Au cinéma Lady Windermere's fan de Lubitsch.
Le film est muet et il y a quelque chose de réjouissant (comme devant un tour réussi, une prouesse menée à bien) à voir se développer l'intrigue en silence ; qu'il n'y ait pas besoin d'entendre pour comprendre (à peine de lire, de brefs intertitres) et qu'il soit possible de représenter un quiproquo par le seul arrangement de jeux de scène, de mimiques et de regards.

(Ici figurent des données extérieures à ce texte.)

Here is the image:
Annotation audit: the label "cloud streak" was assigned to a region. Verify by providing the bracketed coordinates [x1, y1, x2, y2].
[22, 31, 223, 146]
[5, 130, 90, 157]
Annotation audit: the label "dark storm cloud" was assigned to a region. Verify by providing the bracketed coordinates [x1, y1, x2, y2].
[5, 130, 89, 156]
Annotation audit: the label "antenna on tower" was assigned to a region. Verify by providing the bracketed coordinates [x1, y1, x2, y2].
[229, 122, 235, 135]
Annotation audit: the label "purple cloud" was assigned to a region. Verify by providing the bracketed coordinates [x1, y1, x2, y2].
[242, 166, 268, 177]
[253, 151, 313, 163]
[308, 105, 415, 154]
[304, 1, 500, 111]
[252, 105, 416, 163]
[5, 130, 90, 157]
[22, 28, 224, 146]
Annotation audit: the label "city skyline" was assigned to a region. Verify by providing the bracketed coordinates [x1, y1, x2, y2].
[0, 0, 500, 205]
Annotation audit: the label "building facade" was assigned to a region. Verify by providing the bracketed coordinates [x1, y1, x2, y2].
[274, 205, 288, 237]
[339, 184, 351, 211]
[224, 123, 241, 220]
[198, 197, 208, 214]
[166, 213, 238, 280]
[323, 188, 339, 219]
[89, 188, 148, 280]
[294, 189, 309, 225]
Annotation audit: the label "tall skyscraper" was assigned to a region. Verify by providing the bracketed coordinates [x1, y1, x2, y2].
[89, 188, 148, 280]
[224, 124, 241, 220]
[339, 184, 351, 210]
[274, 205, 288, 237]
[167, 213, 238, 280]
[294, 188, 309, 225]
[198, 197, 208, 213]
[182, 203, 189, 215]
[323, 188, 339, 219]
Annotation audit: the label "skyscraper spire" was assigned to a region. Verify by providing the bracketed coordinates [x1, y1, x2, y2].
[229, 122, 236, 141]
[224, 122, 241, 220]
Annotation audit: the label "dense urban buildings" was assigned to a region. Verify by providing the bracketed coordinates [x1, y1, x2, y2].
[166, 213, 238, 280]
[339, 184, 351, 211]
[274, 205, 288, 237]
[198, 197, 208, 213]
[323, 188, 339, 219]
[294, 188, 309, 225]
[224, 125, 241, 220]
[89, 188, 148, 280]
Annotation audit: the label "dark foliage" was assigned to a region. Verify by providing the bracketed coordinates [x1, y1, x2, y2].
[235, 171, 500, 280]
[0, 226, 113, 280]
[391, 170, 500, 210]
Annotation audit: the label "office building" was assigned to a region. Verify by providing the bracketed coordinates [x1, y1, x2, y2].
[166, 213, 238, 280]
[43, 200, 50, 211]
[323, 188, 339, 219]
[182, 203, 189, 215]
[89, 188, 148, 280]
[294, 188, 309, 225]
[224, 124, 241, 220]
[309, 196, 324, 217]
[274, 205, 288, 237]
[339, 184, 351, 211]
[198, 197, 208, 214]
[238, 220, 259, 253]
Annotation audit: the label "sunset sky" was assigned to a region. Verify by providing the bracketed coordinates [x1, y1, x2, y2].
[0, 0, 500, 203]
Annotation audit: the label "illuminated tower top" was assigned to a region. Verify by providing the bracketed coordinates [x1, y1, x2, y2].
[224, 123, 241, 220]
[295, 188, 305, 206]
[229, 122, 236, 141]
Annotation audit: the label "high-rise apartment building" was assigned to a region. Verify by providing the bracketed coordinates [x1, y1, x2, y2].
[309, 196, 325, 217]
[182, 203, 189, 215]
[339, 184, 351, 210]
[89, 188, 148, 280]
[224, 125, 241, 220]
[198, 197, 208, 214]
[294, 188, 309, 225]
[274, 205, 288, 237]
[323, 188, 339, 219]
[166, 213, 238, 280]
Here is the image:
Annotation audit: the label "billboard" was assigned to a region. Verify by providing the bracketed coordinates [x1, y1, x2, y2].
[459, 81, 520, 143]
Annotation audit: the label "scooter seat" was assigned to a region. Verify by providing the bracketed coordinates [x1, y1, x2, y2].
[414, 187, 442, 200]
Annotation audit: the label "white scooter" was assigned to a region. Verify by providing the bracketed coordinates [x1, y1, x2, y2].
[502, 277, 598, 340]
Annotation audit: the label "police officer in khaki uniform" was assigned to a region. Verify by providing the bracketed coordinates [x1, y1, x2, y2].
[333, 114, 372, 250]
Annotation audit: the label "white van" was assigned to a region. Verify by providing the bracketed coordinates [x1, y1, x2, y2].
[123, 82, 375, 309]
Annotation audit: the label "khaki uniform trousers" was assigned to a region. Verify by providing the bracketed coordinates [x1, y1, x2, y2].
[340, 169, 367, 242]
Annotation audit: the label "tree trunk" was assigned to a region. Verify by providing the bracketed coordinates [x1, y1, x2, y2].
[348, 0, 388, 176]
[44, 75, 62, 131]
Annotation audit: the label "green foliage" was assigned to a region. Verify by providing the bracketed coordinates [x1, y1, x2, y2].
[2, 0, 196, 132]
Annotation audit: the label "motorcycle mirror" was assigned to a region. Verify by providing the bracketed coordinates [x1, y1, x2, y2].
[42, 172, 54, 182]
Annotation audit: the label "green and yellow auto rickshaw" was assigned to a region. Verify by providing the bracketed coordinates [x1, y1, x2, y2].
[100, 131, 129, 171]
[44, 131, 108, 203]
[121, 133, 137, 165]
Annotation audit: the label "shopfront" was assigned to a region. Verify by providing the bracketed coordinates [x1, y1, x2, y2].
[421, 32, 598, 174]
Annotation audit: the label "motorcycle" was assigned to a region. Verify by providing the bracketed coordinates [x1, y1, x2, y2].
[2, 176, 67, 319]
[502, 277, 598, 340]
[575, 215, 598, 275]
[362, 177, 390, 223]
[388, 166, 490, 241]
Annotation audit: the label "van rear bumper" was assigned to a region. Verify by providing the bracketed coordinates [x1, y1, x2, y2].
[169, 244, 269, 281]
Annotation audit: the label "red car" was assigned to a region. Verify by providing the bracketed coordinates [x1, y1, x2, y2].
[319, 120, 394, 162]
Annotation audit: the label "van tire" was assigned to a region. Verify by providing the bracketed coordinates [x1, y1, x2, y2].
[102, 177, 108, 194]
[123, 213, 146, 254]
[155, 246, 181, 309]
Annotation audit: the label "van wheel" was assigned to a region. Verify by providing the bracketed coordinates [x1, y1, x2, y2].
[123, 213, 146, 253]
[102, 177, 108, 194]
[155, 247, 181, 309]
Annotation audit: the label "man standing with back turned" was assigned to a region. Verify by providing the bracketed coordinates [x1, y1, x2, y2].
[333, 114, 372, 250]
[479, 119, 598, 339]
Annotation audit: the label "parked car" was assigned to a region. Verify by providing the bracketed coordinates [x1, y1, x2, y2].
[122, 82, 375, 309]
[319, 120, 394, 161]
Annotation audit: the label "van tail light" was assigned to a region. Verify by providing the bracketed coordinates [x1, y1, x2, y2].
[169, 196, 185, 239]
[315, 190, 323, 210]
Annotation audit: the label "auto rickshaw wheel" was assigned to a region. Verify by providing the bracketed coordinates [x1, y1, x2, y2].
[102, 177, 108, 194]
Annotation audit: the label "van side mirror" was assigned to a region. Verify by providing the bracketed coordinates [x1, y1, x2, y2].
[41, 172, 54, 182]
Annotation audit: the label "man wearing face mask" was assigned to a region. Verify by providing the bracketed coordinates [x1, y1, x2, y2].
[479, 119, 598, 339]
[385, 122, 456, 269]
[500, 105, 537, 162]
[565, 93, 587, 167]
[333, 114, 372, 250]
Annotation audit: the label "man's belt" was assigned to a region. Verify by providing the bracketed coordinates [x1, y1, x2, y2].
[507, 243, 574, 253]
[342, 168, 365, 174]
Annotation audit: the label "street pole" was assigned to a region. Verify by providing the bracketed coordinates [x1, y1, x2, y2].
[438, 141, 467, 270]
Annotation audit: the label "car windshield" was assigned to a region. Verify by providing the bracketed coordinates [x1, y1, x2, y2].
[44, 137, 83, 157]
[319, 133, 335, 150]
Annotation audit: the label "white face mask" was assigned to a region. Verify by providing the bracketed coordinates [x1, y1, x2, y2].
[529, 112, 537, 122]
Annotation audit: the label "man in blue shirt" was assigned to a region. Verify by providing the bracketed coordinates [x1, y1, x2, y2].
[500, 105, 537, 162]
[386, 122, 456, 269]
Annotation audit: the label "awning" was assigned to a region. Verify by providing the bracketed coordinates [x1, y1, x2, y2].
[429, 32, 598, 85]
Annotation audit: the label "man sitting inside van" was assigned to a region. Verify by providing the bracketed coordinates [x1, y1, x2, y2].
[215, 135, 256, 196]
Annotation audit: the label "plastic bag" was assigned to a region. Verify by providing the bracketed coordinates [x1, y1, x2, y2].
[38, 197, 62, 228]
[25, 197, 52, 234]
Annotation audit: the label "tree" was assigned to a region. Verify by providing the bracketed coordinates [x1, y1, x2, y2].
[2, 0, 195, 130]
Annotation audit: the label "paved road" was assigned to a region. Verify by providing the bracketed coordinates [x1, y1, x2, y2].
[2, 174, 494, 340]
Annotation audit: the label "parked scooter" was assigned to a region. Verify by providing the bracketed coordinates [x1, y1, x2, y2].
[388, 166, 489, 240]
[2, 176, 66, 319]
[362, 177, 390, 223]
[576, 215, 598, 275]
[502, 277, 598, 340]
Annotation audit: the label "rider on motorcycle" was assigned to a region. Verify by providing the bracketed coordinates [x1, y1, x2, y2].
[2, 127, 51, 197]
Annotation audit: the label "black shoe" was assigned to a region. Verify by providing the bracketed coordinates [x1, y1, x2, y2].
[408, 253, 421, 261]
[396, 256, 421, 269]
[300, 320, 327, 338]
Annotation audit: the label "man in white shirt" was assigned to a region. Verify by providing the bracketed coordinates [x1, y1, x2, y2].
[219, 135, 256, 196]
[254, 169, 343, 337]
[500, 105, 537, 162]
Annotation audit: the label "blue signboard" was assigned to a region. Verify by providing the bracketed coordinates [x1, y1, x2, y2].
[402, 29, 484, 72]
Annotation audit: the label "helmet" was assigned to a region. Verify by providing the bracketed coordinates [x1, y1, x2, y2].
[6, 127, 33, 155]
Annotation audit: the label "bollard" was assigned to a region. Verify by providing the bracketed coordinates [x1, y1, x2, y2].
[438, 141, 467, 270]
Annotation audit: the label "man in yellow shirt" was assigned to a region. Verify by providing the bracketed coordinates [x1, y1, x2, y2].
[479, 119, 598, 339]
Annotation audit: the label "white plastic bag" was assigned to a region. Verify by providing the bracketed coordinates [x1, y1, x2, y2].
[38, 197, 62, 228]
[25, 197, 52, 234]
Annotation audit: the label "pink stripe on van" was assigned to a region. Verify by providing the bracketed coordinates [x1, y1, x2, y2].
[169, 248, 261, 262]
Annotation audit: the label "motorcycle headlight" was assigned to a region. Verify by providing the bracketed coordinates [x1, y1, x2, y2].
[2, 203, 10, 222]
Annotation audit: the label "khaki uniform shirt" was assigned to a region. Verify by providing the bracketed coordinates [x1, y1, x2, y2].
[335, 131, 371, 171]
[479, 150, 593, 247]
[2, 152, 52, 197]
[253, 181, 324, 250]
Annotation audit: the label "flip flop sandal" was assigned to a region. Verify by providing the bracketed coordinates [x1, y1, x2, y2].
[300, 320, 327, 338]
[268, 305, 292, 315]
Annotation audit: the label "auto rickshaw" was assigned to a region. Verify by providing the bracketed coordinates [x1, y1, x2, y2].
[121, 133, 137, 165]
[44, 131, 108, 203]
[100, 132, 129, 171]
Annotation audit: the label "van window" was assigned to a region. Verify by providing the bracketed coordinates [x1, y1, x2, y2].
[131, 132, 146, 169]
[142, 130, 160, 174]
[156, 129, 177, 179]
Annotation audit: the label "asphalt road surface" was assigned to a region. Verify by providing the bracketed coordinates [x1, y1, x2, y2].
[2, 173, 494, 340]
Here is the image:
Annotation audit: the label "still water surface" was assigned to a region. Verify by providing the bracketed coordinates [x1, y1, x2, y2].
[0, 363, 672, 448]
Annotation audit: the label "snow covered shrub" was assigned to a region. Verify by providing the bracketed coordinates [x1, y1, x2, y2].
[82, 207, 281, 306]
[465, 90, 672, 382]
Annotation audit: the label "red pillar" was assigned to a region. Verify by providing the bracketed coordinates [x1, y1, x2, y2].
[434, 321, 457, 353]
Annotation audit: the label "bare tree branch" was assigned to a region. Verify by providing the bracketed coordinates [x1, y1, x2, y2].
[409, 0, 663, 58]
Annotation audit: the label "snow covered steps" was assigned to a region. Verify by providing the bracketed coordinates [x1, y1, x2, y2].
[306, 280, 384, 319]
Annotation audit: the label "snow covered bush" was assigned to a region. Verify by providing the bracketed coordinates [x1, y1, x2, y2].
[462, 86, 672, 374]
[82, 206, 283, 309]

Ainsi dans la séquence du Champ de courses, Lord A prend pour une invite à lui adressée les regards pleins d'amour (maternel) que Mrs E destine à Lady W ; ou Lord D perçoit dans les coups d'oeils impérieux que Lord W jette à Mrs E la confirmation d'une liaison imaginaire (au lieu d'une invitation à déguerpir). Ici les péripéties elles-mêmes sont sans paroles. Le personnage (comme le spectateur) est censé interpréter les figures et les gestes mais, lui, se trompe parfois... et la méprise alors se lit sur son visage...
(Les regards muets et quelquefois sidérés m'ont fait penser à Proust (voir dans Sodome et Gomorrhe la pétrification de Charlus à la vue des fils de Mme de Surgis) ; mais c'est peut-être l'effet des habits noirs et des robes de soirée ou de l'étrange conquête de Lady W par Mrs E.)